Era dispiaciuta di aver perso una penna brillante, ma allo stesso tempo consapevole che la ragazza stesse facendo una mossa azzardata. “Andrea, tutti vogliono essere noi” le diceva, dall’alto del suo potere. Nemmeno uno squalo come lei avrebbe potuto però immaginare la rapidità del crollo dell’editoria (e la crisi della moda). Il Diavolo veste Prada 2, nelle sale italiane dal 29 aprile, si apre proprio con questa intuizione intelligente.

Il Diavolo Veste Prada 2: Miranda e Andy di nuovo insieme a Runaway
Miranda (Meryl Streep) e Andy (Anne Hataway) di nuovo insieme

Miranda, Andy e un mondo sotto assedio

Andy effettivamente è diventata una giornalista impegnata, tanto da ricevere premi prestigiosi per il suo lavoro. Peccato però che la ritroviamo proprio quando viene licenziata. La sua testata fallisce, vive in un appartamento dove l’acqua esce sporca e non sa cosa farà. Per chi vive di questo mestiere il sequel, diretto ancora da David Frankel, “è come film di orrore”, citando Joe Bastianich. La crisi è talmente forte da essere arrivata fino alla scrivania dorata di Miranda. Anche per la sua redazione ci sono sempre più tagli e meno spazi. La dura verità è che il primo film appartiene ormai a un’epoca completamente diversa: oggi non c’è “un bisogno disperato di Chanel”, ma di un lavoro.

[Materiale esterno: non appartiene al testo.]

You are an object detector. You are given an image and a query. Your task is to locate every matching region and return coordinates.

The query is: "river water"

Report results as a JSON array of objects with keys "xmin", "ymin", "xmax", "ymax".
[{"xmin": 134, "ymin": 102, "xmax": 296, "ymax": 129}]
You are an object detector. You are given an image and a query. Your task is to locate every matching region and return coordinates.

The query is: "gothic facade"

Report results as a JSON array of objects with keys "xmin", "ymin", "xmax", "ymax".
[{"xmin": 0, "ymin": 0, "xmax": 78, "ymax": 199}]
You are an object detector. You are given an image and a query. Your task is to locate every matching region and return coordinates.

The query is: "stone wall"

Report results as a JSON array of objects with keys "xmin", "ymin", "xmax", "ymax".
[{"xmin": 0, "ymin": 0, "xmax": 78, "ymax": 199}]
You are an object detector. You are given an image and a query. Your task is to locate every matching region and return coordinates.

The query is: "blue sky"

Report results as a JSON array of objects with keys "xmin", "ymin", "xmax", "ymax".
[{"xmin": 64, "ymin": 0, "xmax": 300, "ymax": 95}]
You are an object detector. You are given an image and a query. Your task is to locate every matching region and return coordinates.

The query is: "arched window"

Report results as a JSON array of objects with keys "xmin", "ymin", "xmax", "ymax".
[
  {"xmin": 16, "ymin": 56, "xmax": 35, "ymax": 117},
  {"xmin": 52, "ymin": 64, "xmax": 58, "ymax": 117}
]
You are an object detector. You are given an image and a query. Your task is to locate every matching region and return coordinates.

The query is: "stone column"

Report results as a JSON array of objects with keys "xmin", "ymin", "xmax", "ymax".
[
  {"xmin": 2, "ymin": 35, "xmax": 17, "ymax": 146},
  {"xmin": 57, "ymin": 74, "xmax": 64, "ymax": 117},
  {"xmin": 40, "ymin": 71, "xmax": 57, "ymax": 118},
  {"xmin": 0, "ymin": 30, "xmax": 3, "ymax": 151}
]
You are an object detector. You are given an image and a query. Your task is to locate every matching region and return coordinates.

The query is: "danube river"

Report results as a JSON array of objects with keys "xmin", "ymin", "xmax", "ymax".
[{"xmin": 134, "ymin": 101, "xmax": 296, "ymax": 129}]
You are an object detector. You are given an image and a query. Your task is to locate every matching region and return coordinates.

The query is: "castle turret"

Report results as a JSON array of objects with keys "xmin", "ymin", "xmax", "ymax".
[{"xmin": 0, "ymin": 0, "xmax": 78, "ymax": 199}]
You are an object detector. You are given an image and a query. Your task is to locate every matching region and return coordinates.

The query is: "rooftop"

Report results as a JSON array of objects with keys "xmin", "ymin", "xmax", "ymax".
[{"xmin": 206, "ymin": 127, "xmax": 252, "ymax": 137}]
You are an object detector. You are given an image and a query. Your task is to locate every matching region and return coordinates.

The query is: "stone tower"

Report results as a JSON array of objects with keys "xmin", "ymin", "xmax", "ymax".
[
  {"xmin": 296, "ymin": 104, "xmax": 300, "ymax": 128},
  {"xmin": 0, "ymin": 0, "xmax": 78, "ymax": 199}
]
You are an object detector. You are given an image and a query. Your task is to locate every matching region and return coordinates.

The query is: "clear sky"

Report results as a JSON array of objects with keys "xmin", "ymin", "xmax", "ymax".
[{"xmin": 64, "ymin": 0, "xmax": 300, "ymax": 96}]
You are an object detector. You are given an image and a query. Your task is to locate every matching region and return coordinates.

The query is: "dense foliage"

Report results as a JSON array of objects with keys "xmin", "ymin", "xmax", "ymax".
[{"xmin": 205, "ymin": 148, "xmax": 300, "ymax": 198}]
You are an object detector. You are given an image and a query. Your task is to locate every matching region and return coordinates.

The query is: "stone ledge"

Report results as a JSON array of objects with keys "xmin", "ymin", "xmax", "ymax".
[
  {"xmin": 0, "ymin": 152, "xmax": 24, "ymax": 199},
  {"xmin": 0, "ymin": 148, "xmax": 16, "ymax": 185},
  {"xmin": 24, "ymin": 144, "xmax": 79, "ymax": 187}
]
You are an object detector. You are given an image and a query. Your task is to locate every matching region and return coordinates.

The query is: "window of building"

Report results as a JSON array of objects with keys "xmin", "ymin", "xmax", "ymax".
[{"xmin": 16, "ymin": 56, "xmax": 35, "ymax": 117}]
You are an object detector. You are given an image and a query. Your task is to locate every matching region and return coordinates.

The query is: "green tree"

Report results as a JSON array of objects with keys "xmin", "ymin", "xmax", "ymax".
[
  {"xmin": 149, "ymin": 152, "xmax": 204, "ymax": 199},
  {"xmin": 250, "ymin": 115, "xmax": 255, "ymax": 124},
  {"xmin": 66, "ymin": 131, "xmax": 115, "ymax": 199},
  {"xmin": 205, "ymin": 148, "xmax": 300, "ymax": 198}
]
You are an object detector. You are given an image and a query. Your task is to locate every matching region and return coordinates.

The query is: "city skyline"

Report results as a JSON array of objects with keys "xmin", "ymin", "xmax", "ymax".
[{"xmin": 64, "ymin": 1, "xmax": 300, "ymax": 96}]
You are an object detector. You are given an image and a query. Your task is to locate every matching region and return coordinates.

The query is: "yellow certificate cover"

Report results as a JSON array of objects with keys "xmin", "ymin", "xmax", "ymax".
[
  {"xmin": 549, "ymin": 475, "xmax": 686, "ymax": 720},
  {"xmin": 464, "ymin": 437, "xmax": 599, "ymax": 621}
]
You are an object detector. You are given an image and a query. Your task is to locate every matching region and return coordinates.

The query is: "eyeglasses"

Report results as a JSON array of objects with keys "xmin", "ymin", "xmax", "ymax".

Il Diavolo veste Prada 2: il crollo dell’impero di Miranda Priestly

A causa della congiuntura economica particolarmente sfavorevole, le strade di Miranda e Andy si incrociano di nuovo. La giornalista viene assunta per dare una patina di maggiore credibilità a Runway. Devono quindi unire le forze e imparare a sopportarsi. Con loro ritroviamo Nigel (Stanley Tucci), ancora il braccio destro della terribile editor in chief, ed Emily (Emily Blunt), che ha lasciato la redazione per occuparsi del settore vendite di Dior. Non solo: se Andy è single (dell’odiatissimo Nate non c’è traccia), Emily si è invece trovata un potentissimo e ricchissimo tech bro pronto a esaudire ogni suo desiderio, Benji Barnes (un Justin Theroux irriconoscibile).

Emily ora lavora da Dior e si accompagna a un magnate del tech
Emily ora lavora da Dior

A sorpresa, Il Diavolo veste Prada 2 è un film molto più politico di quanto si potesse immaginare: gli eccessi e le spese folli di testate come Runway vengono guardati con meno leggerezza di un tempo, mentre la corsa sfrenata al progresso tecnologico e al guadagno a discapito della componente umana è guardato come il nuovo male assoluto. Perfino una persona spietata e intransigente come Miranda inorridisce quando, guardando negli occhi Benji (un misto perfetto di Jeff Bezos, Elon Musk e Peter Thiel), capisce che a questi nuovi magnati della tecnologia non interessa la bellezza e l’ingegno umano. Anzi: sono disposti a passare sopra a chiunque con uno schiacciasassi pur di ottenere sempre maggior profitto.

Una sceneggiatura giusta ed equilibrata

Ovviamente Il Diavolo veste Prada 2 è principalmente una commedia e non un film di denuncia: la critica sociale è ridotta al minimo in favore di situazioni divertenti e risate. Non c’è quindi da stupirsi se tutto si risolve con meccanismi quasi da fiaba. Inoltre, rispetto al primo film, non c’è più l’effetto sorpresa. Questo però non impedisce ai suoi protagonisti di essere irresistibili e divertenti (nonostante il terribile doppiaggio italiano). Oggi Hathaway, Blunt e Tucci sono tutti grandi star, ma la sceneggiatura dà a ognuno il giusto spazio, mantenendo un equilibrio notevole tra i vari personaggi (addirittura un attore come Kenneth Branagh si accontenta di accompagnare i colleghi, nel ruolo del paziente e saggio marito di Miranda).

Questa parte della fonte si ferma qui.